What is important here is labelling. Ideally each report should show the assumptions under which it has been compiled at the top. This would include the exchange rate strategy used, the method by which transactions are allocated to dates, whether figures are nett or gross and which transactions (if any) have been excluded. Under this approach, while it is inevitable that the totals on some reports will not agree, at least the reports themselves will explain why this is the case.
So this is my take on a single version of the truth. It is both a) an aspirational description of the ideal situation and something that is worth striving for and b) a convenient marketing term – a sound-bite if you will – that presents a palatable way of describing a complex set of concepts. I tried to capture this essence in my reply to the LinkedIn.com thread, which was as follows:
To me, the (extremely hackneyed) phrase “a single version of the truth” means a few things:
One place to go to run reports and perform analysis (as opposed to several different, unreconciled, overlapping systems and local spreadsheets / Access DBs)
When something, say “growth” appears on a report, cube, or dashboard, it is always calculated the same way and means the same thing (e.g. if you have growth in dollar terms and growth excluding the impact of currency fluctuations, then these are two measures and should be clearly tagged as such).
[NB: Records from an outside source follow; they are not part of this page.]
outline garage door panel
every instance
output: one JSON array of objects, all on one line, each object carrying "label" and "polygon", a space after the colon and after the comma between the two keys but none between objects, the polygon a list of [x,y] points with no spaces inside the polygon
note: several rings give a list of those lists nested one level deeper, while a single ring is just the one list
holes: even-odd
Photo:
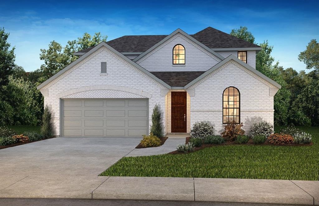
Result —
[{"label": "garage door panel", "polygon": [[148,132],[146,99],[66,99],[62,105],[64,136],[140,136]]}]

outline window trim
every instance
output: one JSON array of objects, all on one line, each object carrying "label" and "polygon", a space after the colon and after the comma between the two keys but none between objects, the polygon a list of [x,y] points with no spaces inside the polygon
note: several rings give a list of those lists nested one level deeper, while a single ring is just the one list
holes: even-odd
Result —
[{"label": "window trim", "polygon": [[[226,107],[224,107],[224,93],[225,93],[225,91],[227,89],[229,89],[229,88],[230,88],[231,87],[233,87],[233,88],[234,88],[236,89],[237,89],[237,91],[238,91],[238,94],[239,94],[239,100],[238,101],[238,102],[239,102],[239,106],[238,107],[236,107],[236,108],[238,109],[238,110],[239,110],[238,116],[238,117],[239,118],[239,121],[238,121],[238,123],[237,123],[235,122],[235,123],[234,123],[234,124],[240,124],[240,122],[240,122],[240,100],[241,100],[241,96],[241,96],[241,95],[240,95],[240,92],[239,92],[239,90],[238,89],[238,88],[237,88],[237,87],[235,87],[234,86],[229,86],[228,87],[227,87],[227,88],[226,88],[226,89],[225,89],[224,90],[224,91],[223,91],[223,93],[222,94],[222,107],[223,108],[223,109],[222,109],[222,112],[222,112],[222,121],[223,121],[223,124],[229,124],[230,123],[231,123],[231,122],[224,122],[224,116],[228,116],[228,117],[229,116],[229,115],[224,115],[224,108],[225,109],[229,109],[229,107],[228,107],[228,108],[226,108]],[[228,96],[229,96],[229,94],[228,94]],[[235,108],[235,107],[234,107],[234,108]]]},{"label": "window trim", "polygon": [[[239,57],[238,55],[239,54],[239,52],[245,52],[245,53],[246,53],[246,62],[245,62],[244,61],[243,61],[242,60],[241,60],[241,59],[240,59],[239,58],[238,58],[238,57]],[[237,51],[237,58],[238,58],[238,59],[239,59],[239,60],[240,60],[241,61],[242,61],[243,62],[244,62],[244,63],[246,63],[246,64],[248,62],[247,61],[247,60],[248,60],[248,58],[247,58],[248,57],[248,56],[247,56],[247,51]]]},{"label": "window trim", "polygon": [[[180,45],[182,46],[183,47],[183,48],[184,48],[184,63],[183,64],[180,64],[180,63],[178,63],[178,64],[175,64],[175,63],[174,63],[174,49],[176,47],[176,46],[177,46],[178,45]],[[180,49],[179,49],[179,50],[180,50]],[[173,65],[178,65],[179,64],[180,64],[180,65],[183,65],[183,64],[185,64],[185,63],[186,63],[186,49],[185,48],[185,47],[184,47],[184,46],[183,45],[182,45],[182,44],[176,44],[175,46],[174,46],[174,47],[173,47],[173,49],[172,50],[172,63],[173,63]],[[179,59],[178,59],[179,60]],[[179,62],[179,61],[178,62]]]}]

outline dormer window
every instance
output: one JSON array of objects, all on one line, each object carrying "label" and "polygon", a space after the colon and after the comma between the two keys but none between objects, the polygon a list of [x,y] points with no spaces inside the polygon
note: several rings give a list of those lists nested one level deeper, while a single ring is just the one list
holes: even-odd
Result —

More importantly, that the organisation buys into there being just one set of figures that will be used and self-polices attempts to subvert this with roll-your-own data.
Of course none of this equates to anything to do with truth in the normal sense of the word. However life is full of imprecise terminology, which nevertheless manages to convey meaning better than overly precise alternatives.
More’s Utopia was never intended to depict a realistic place or system of government. These facts have not stopped generations of thinkers and doers from aspiring to make the world a better place, while realising that the ultimate goal may remain out of reach. In my opinion neither should the unlikelihood of achieving a perfect single version of the truth deter Business Intelligence professionals from aspiring to this Utopian vision.
I have come pretty close to achieving a single version of the truth in a large, complex organisation. Pretty close is not 100%, but in Business Intelligence anything above 80% is certainly more than worth the effort.